Retardation and transitions of dilute and dense granular flows in a vertical pipe induced by electric fields

Abstract

Granular flow of nickel particles down a vertical pipe from a hopper is shown to be retarded by a horizontal ac electric field applied to a local region along the pipe. The particles are released from the hopper by pulling out a stopper in the hopper. Two sequences of experiments with different initial flow conditions are performed. In the first sequence, a dilute flow in the pipe is created after a fixed voltage V (⩽4.8 kV) is applied across two short, vertical copper electrodes. The steady-state flow rate Q remains practically constant for V<V1 (=2.6 kV). At V=V1, Q drops abruptly; the drop depends on the location of the electrodes. For V>V1, the flow becomes dense; Q decreases with a power law, Q∼V−1. In the second sequence of experiments, V is first set at 4.8 kV; the flow is allowed to start, and soon becomes a dense flow; then, V is reduced to the desired voltage.

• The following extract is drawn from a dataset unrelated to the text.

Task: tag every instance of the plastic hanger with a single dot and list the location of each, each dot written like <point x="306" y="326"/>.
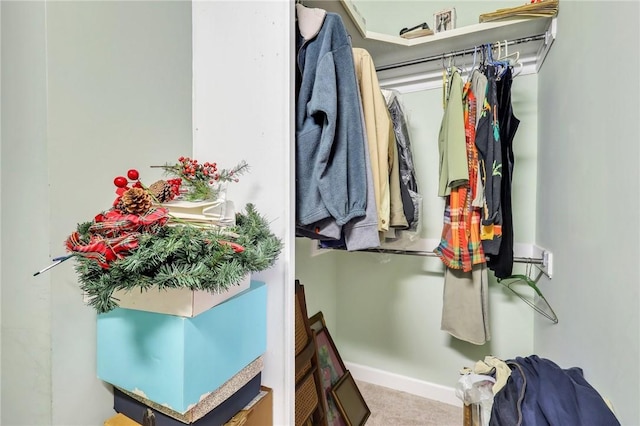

The new, steady-state Q vs V curve coincides with the previous Q(V) curve of the first sequence, except for V2<V<V1, where V2=1.0 kV. The voltage V2 is a continuous transition point at which Q changes from a dense flow (V>V2) to a dilute flow (V<V2). Our results show that a large enough ac electric field can decrease the flow rate of a dilute or dense flow; the critical voltage that can reduce a dense flow, V2, is less than that for the dilute flow, V1.